Marx lui-même ne nous a pas dit grand-chose sur les conditions historiques de cette formation, tout en soulignant le caractère crucial de cette dernière. Quelques intuitions éparses dans son œuvre ouvrent cependant des pistes heuristiques. La première conduit à considérer que, de tous les modes de production auxquels le devenir historique des sociétés humaines a pu donner naissance, le féodalisme, tel qu’il s’est formé en Europe à la fin du premier millénaire et dans l’archipel nippon dans le cours de la première moitié du second millénaire, est le plus favorable, à la limite le seul favorable, à la formation de ce rapport de production [6] . Même si cette dernière continue à s’y heurter à de nombreux obstacles qui en limitent le développement, tant quantitativement (dans l’étendue, le rythme et le volume de l’accumulation du capital) que qualitativement (dans les formes qu’il peut prendre).

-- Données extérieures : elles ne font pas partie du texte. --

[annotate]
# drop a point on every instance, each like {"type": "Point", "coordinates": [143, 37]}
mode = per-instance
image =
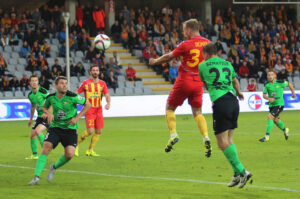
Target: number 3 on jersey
{"type": "Point", "coordinates": [195, 58]}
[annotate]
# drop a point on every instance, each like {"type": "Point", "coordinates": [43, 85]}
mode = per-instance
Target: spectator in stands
{"type": "Point", "coordinates": [4, 41]}
{"type": "Point", "coordinates": [112, 81]}
{"type": "Point", "coordinates": [24, 84]}
{"type": "Point", "coordinates": [279, 66]}
{"type": "Point", "coordinates": [116, 31]}
{"type": "Point", "coordinates": [13, 38]}
{"type": "Point", "coordinates": [5, 84]}
{"type": "Point", "coordinates": [90, 54]}
{"type": "Point", "coordinates": [124, 38]}
{"type": "Point", "coordinates": [3, 66]}
{"type": "Point", "coordinates": [15, 84]}
{"type": "Point", "coordinates": [25, 50]}
{"type": "Point", "coordinates": [130, 73]}
{"type": "Point", "coordinates": [243, 70]}
{"type": "Point", "coordinates": [32, 64]}
{"type": "Point", "coordinates": [42, 62]}
{"type": "Point", "coordinates": [253, 69]}
{"type": "Point", "coordinates": [79, 69]}
{"type": "Point", "coordinates": [35, 50]}
{"type": "Point", "coordinates": [45, 49]}
{"type": "Point", "coordinates": [282, 75]}
{"type": "Point", "coordinates": [56, 64]}
{"type": "Point", "coordinates": [173, 72]}
{"type": "Point", "coordinates": [62, 50]}
{"type": "Point", "coordinates": [252, 86]}
{"type": "Point", "coordinates": [46, 72]}
{"type": "Point", "coordinates": [147, 54]}
{"type": "Point", "coordinates": [55, 73]}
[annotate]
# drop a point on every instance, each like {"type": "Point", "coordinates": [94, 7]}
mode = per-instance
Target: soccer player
{"type": "Point", "coordinates": [188, 84]}
{"type": "Point", "coordinates": [273, 92]}
{"type": "Point", "coordinates": [93, 89]}
{"type": "Point", "coordinates": [219, 78]}
{"type": "Point", "coordinates": [37, 98]}
{"type": "Point", "coordinates": [63, 126]}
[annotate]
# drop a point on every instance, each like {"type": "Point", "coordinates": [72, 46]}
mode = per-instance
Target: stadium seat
{"type": "Point", "coordinates": [138, 84]}
{"type": "Point", "coordinates": [16, 49]}
{"type": "Point", "coordinates": [55, 42]}
{"type": "Point", "coordinates": [22, 61]}
{"type": "Point", "coordinates": [8, 49]}
{"type": "Point", "coordinates": [129, 84]}
{"type": "Point", "coordinates": [8, 94]}
{"type": "Point", "coordinates": [120, 91]}
{"type": "Point", "coordinates": [111, 91]}
{"type": "Point", "coordinates": [147, 91]}
{"type": "Point", "coordinates": [121, 78]}
{"type": "Point", "coordinates": [19, 94]}
{"type": "Point", "coordinates": [79, 54]}
{"type": "Point", "coordinates": [138, 90]}
{"type": "Point", "coordinates": [13, 61]}
{"type": "Point", "coordinates": [128, 91]}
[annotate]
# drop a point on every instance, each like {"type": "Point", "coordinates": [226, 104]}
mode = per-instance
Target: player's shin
{"type": "Point", "coordinates": [82, 137]}
{"type": "Point", "coordinates": [60, 162]}
{"type": "Point", "coordinates": [40, 165]}
{"type": "Point", "coordinates": [171, 121]}
{"type": "Point", "coordinates": [41, 138]}
{"type": "Point", "coordinates": [231, 154]}
{"type": "Point", "coordinates": [202, 125]}
{"type": "Point", "coordinates": [33, 145]}
{"type": "Point", "coordinates": [280, 125]}
{"type": "Point", "coordinates": [94, 140]}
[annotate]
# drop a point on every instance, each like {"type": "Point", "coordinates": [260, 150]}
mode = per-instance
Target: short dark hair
{"type": "Point", "coordinates": [33, 76]}
{"type": "Point", "coordinates": [59, 78]}
{"type": "Point", "coordinates": [192, 24]}
{"type": "Point", "coordinates": [92, 66]}
{"type": "Point", "coordinates": [210, 49]}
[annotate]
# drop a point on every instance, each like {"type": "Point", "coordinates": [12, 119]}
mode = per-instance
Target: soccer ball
{"type": "Point", "coordinates": [102, 42]}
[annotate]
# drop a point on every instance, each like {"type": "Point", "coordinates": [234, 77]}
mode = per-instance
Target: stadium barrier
{"type": "Point", "coordinates": [150, 105]}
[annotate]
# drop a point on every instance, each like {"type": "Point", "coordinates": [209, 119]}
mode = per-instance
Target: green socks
{"type": "Point", "coordinates": [280, 125]}
{"type": "Point", "coordinates": [269, 127]}
{"type": "Point", "coordinates": [60, 162]}
{"type": "Point", "coordinates": [33, 144]}
{"type": "Point", "coordinates": [231, 154]}
{"type": "Point", "coordinates": [41, 138]}
{"type": "Point", "coordinates": [40, 165]}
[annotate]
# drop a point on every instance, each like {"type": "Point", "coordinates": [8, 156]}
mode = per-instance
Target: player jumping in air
{"type": "Point", "coordinates": [219, 78]}
{"type": "Point", "coordinates": [63, 126]}
{"type": "Point", "coordinates": [273, 92]}
{"type": "Point", "coordinates": [188, 84]}
{"type": "Point", "coordinates": [37, 98]}
{"type": "Point", "coordinates": [93, 89]}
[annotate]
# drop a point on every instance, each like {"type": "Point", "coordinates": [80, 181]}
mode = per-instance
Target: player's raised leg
{"type": "Point", "coordinates": [171, 122]}
{"type": "Point", "coordinates": [63, 159]}
{"type": "Point", "coordinates": [47, 147]}
{"type": "Point", "coordinates": [202, 125]}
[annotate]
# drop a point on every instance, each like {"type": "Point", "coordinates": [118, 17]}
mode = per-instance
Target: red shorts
{"type": "Point", "coordinates": [94, 118]}
{"type": "Point", "coordinates": [191, 88]}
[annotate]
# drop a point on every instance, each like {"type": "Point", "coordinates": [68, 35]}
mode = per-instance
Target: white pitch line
{"type": "Point", "coordinates": [154, 178]}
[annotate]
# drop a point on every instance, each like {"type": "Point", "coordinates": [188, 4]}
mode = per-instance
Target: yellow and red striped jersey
{"type": "Point", "coordinates": [93, 91]}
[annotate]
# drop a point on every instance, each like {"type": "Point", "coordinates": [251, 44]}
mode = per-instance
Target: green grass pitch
{"type": "Point", "coordinates": [134, 165]}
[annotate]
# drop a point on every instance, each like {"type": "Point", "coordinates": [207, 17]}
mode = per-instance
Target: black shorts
{"type": "Point", "coordinates": [67, 137]}
{"type": "Point", "coordinates": [225, 113]}
{"type": "Point", "coordinates": [39, 121]}
{"type": "Point", "coordinates": [276, 110]}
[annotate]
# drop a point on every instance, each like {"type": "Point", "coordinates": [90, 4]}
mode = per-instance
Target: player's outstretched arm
{"type": "Point", "coordinates": [32, 109]}
{"type": "Point", "coordinates": [236, 86]}
{"type": "Point", "coordinates": [108, 100]}
{"type": "Point", "coordinates": [85, 109]}
{"type": "Point", "coordinates": [162, 59]}
{"type": "Point", "coordinates": [293, 90]}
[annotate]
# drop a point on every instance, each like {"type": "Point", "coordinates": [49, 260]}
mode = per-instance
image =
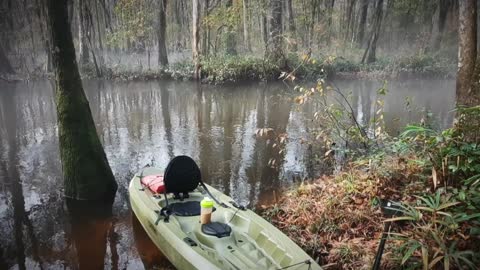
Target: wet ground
{"type": "Point", "coordinates": [144, 123]}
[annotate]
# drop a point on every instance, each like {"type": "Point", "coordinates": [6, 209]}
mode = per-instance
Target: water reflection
{"type": "Point", "coordinates": [147, 123]}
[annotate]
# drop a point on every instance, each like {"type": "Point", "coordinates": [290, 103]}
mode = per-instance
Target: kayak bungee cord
{"type": "Point", "coordinates": [307, 262]}
{"type": "Point", "coordinates": [210, 194]}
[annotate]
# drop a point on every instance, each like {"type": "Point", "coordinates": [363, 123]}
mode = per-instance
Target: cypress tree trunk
{"type": "Point", "coordinates": [363, 22]}
{"type": "Point", "coordinates": [291, 25]}
{"type": "Point", "coordinates": [87, 174]}
{"type": "Point", "coordinates": [196, 38]}
{"type": "Point", "coordinates": [276, 28]}
{"type": "Point", "coordinates": [468, 74]}
{"type": "Point", "coordinates": [246, 38]}
{"type": "Point", "coordinates": [82, 33]}
{"type": "Point", "coordinates": [230, 38]}
{"type": "Point", "coordinates": [5, 66]}
{"type": "Point", "coordinates": [370, 52]}
{"type": "Point", "coordinates": [162, 25]}
{"type": "Point", "coordinates": [439, 20]}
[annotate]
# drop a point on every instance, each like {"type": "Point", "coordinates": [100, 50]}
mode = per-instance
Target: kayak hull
{"type": "Point", "coordinates": [253, 244]}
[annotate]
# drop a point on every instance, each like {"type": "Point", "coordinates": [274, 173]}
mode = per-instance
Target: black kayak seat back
{"type": "Point", "coordinates": [182, 175]}
{"type": "Point", "coordinates": [216, 229]}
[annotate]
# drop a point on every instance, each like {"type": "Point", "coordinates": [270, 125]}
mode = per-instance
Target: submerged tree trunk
{"type": "Point", "coordinates": [162, 26]}
{"type": "Point", "coordinates": [363, 22]}
{"type": "Point", "coordinates": [230, 38]}
{"type": "Point", "coordinates": [82, 33]}
{"type": "Point", "coordinates": [5, 66]}
{"type": "Point", "coordinates": [196, 38]}
{"type": "Point", "coordinates": [87, 174]}
{"type": "Point", "coordinates": [468, 74]}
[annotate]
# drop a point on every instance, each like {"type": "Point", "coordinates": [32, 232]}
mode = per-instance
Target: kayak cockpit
{"type": "Point", "coordinates": [236, 238]}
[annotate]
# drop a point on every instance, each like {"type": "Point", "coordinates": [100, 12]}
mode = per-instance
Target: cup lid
{"type": "Point", "coordinates": [206, 202]}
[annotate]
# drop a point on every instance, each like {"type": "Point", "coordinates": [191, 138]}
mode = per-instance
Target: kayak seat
{"type": "Point", "coordinates": [186, 209]}
{"type": "Point", "coordinates": [216, 229]}
{"type": "Point", "coordinates": [182, 175]}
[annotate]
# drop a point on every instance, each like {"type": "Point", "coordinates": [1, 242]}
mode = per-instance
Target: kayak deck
{"type": "Point", "coordinates": [252, 244]}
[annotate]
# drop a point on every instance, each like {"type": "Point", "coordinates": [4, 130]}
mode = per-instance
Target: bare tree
{"type": "Point", "coordinates": [87, 174]}
{"type": "Point", "coordinates": [292, 29]}
{"type": "Point", "coordinates": [246, 38]}
{"type": "Point", "coordinates": [363, 22]}
{"type": "Point", "coordinates": [162, 26]}
{"type": "Point", "coordinates": [370, 52]}
{"type": "Point", "coordinates": [276, 27]}
{"type": "Point", "coordinates": [196, 38]}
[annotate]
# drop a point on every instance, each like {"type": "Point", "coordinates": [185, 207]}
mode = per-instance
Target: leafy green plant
{"type": "Point", "coordinates": [433, 233]}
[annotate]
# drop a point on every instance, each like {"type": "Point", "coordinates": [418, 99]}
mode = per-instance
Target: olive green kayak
{"type": "Point", "coordinates": [249, 242]}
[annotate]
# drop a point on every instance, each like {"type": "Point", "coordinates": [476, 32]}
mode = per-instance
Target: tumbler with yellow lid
{"type": "Point", "coordinates": [206, 210]}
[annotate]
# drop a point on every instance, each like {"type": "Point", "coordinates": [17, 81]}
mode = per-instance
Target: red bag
{"type": "Point", "coordinates": [154, 183]}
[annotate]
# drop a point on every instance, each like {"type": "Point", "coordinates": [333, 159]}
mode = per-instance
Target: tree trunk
{"type": "Point", "coordinates": [370, 52]}
{"type": "Point", "coordinates": [439, 20]}
{"type": "Point", "coordinates": [468, 74]}
{"type": "Point", "coordinates": [276, 28]}
{"type": "Point", "coordinates": [291, 26]}
{"type": "Point", "coordinates": [196, 38]}
{"type": "Point", "coordinates": [206, 36]}
{"type": "Point", "coordinates": [467, 50]}
{"type": "Point", "coordinates": [264, 27]}
{"type": "Point", "coordinates": [349, 22]}
{"type": "Point", "coordinates": [162, 26]}
{"type": "Point", "coordinates": [230, 38]}
{"type": "Point", "coordinates": [82, 33]}
{"type": "Point", "coordinates": [87, 174]}
{"type": "Point", "coordinates": [5, 66]}
{"type": "Point", "coordinates": [363, 22]}
{"type": "Point", "coordinates": [246, 39]}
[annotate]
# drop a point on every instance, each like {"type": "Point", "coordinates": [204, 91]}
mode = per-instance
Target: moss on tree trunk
{"type": "Point", "coordinates": [87, 174]}
{"type": "Point", "coordinates": [468, 74]}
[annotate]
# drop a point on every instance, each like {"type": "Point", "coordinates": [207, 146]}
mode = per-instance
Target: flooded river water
{"type": "Point", "coordinates": [144, 123]}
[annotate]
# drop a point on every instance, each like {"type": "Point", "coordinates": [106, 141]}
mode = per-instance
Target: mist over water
{"type": "Point", "coordinates": [144, 123]}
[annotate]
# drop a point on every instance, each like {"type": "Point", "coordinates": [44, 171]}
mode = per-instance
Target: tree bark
{"type": "Point", "coordinates": [5, 66]}
{"type": "Point", "coordinates": [467, 50]}
{"type": "Point", "coordinates": [468, 74]}
{"type": "Point", "coordinates": [276, 27]}
{"type": "Point", "coordinates": [438, 24]}
{"type": "Point", "coordinates": [162, 26]}
{"type": "Point", "coordinates": [246, 38]}
{"type": "Point", "coordinates": [82, 33]}
{"type": "Point", "coordinates": [206, 36]}
{"type": "Point", "coordinates": [363, 22]}
{"type": "Point", "coordinates": [230, 38]}
{"type": "Point", "coordinates": [87, 174]}
{"type": "Point", "coordinates": [370, 52]}
{"type": "Point", "coordinates": [196, 38]}
{"type": "Point", "coordinates": [291, 26]}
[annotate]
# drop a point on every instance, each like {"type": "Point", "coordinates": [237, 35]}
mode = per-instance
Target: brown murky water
{"type": "Point", "coordinates": [148, 123]}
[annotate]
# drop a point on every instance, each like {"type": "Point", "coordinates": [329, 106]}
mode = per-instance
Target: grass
{"type": "Point", "coordinates": [231, 69]}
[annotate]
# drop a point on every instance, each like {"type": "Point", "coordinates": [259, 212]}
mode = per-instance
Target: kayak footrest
{"type": "Point", "coordinates": [190, 241]}
{"type": "Point", "coordinates": [216, 229]}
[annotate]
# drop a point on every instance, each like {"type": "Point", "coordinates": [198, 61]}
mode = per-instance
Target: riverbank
{"type": "Point", "coordinates": [233, 69]}
{"type": "Point", "coordinates": [435, 177]}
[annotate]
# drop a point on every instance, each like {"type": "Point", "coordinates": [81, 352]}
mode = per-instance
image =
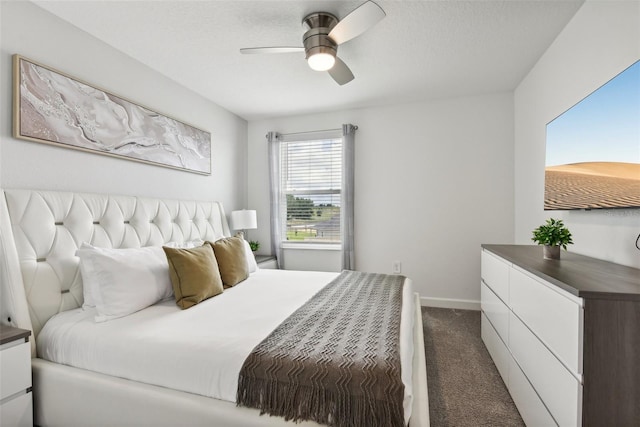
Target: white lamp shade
{"type": "Point", "coordinates": [244, 220]}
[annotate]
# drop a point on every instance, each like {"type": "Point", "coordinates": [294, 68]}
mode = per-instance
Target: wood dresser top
{"type": "Point", "coordinates": [579, 275]}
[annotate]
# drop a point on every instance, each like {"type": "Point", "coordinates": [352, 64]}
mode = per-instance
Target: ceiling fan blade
{"type": "Point", "coordinates": [340, 72]}
{"type": "Point", "coordinates": [278, 49]}
{"type": "Point", "coordinates": [357, 22]}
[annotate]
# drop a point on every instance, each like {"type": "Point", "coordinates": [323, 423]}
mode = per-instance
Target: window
{"type": "Point", "coordinates": [311, 189]}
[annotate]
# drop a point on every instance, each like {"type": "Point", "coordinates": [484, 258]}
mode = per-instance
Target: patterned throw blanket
{"type": "Point", "coordinates": [336, 360]}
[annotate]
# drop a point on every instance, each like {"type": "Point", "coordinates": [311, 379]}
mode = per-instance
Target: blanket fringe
{"type": "Point", "coordinates": [300, 403]}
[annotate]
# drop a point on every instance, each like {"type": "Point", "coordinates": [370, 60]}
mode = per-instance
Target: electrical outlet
{"type": "Point", "coordinates": [396, 267]}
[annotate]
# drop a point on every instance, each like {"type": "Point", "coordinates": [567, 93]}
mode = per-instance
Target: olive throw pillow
{"type": "Point", "coordinates": [194, 274]}
{"type": "Point", "coordinates": [232, 260]}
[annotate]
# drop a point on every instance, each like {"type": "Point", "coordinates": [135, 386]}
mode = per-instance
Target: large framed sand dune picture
{"type": "Point", "coordinates": [593, 149]}
{"type": "Point", "coordinates": [54, 108]}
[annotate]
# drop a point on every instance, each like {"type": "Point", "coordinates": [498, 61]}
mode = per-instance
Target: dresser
{"type": "Point", "coordinates": [16, 406]}
{"type": "Point", "coordinates": [564, 335]}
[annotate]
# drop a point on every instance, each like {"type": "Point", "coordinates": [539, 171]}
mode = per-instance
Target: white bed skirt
{"type": "Point", "coordinates": [65, 396]}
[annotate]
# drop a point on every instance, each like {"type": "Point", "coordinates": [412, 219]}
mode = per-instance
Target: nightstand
{"type": "Point", "coordinates": [16, 406]}
{"type": "Point", "coordinates": [267, 262]}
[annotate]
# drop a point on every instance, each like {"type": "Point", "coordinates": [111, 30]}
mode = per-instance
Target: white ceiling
{"type": "Point", "coordinates": [422, 50]}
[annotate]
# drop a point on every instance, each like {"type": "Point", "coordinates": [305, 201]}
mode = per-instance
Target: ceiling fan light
{"type": "Point", "coordinates": [321, 61]}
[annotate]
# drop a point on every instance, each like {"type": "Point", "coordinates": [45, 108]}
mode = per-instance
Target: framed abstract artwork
{"type": "Point", "coordinates": [54, 108]}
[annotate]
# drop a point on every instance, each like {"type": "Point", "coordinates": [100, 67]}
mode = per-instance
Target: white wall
{"type": "Point", "coordinates": [433, 181]}
{"type": "Point", "coordinates": [38, 35]}
{"type": "Point", "coordinates": [600, 41]}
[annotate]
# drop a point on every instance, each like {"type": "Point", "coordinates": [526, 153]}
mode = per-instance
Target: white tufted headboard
{"type": "Point", "coordinates": [40, 232]}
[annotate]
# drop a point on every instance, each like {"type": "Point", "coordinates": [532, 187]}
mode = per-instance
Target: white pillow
{"type": "Point", "coordinates": [122, 281]}
{"type": "Point", "coordinates": [251, 259]}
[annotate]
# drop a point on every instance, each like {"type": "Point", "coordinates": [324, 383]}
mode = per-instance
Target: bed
{"type": "Point", "coordinates": [40, 233]}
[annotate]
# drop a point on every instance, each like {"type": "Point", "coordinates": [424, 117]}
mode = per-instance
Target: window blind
{"type": "Point", "coordinates": [311, 180]}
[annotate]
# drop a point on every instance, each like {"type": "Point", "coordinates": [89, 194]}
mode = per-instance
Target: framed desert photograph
{"type": "Point", "coordinates": [593, 149]}
{"type": "Point", "coordinates": [54, 108]}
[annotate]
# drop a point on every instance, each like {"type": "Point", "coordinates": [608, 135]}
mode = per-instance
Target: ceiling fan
{"type": "Point", "coordinates": [324, 34]}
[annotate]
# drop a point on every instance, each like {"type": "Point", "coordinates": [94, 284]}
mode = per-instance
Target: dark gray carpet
{"type": "Point", "coordinates": [465, 388]}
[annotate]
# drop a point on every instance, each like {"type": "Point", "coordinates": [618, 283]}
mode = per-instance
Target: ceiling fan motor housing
{"type": "Point", "coordinates": [316, 39]}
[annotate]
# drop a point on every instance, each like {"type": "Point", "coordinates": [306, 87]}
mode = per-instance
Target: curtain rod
{"type": "Point", "coordinates": [312, 131]}
{"type": "Point", "coordinates": [315, 131]}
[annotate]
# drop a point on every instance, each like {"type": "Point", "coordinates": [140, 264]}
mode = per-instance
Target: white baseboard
{"type": "Point", "coordinates": [461, 304]}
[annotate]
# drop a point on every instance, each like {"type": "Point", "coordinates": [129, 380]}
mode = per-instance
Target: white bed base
{"type": "Point", "coordinates": [67, 396]}
{"type": "Point", "coordinates": [39, 278]}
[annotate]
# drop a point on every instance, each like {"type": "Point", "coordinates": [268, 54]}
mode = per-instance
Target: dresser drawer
{"type": "Point", "coordinates": [497, 349]}
{"type": "Point", "coordinates": [496, 311]}
{"type": "Point", "coordinates": [531, 408]}
{"type": "Point", "coordinates": [15, 368]}
{"type": "Point", "coordinates": [554, 316]}
{"type": "Point", "coordinates": [17, 412]}
{"type": "Point", "coordinates": [495, 273]}
{"type": "Point", "coordinates": [560, 391]}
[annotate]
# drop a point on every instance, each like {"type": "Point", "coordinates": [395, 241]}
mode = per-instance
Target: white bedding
{"type": "Point", "coordinates": [200, 350]}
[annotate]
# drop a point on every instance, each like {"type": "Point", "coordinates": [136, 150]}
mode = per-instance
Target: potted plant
{"type": "Point", "coordinates": [553, 235]}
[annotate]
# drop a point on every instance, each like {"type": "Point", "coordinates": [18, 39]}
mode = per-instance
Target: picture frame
{"type": "Point", "coordinates": [54, 108]}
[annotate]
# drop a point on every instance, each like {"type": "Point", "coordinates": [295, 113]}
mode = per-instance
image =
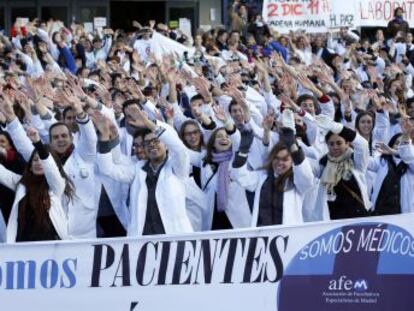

En somme, selon la formule consacrée, si le féodalisme a constitué une condition nécessaire à la formation du capital comme rapport social de production, il n’en a pas assuré la condition suffisante.
Quant à cette dernière, elle va précisément consister dans l’expansion commerciale et coloniale, qui débute à la fin du Moyen Âge et qui s’est poursuivie durant tous les temps modernes, sur la base des acquis du féodalisme et de sa subversion par les prodromes de la formation des rapports capitalistes de production. Expansion dont les principaux aspects seront la découverte et la colonisation des Amériques ; l’afflux en Europe de métaux précieux liés au pillage et à l’exploitation minière de ces mêmes Amériques ; le développement du système de plantations esclavagistes toujours aux Amériques et la traite négrière qui les ravitaillera en main-d’œuvre depuis les côtes africaines ; la conquête des marchés asiatiques et le début de la colonisation de certaines contrées orientales ; la rivalités entre puissances européennes pour s’approprier ces flux de richesses marchandes et monétaires, exacerbée par la mise en œuvre de politiques mercantilises, dégénérant régulièrement en guerres qui finiront par prendre une dimension mondiale ; la nécessité par conséquent d’un renforcement militaire mais aussi administratif et fiscal des États européens ; la nécessité de développer aussi le crédit public ; etc. Le tout élargissant l’échelle et accélérant le rythme de l’accumulation du capital sous toutes ses formes, en réunissant notamment les conditions de ce qu’on nomme habituellement la révolution industrielle, et en permettant la montée en puissance de la bourgeoisie comme classe sociale.

En somme, c’est à la faveur de cette première mondialisation, par laquelle l’Europe a commencé à s’instituer en centre du monde, en organisant et contrôlant les relations économiques, politiques, culturels entre l’ensemble des civilisations de la planète, que le rapport capitaliste de production s’est parachevé dans le mouvement même par lequel il donnait, simultanément, à l’Europe les moyens de sa domination mondiale.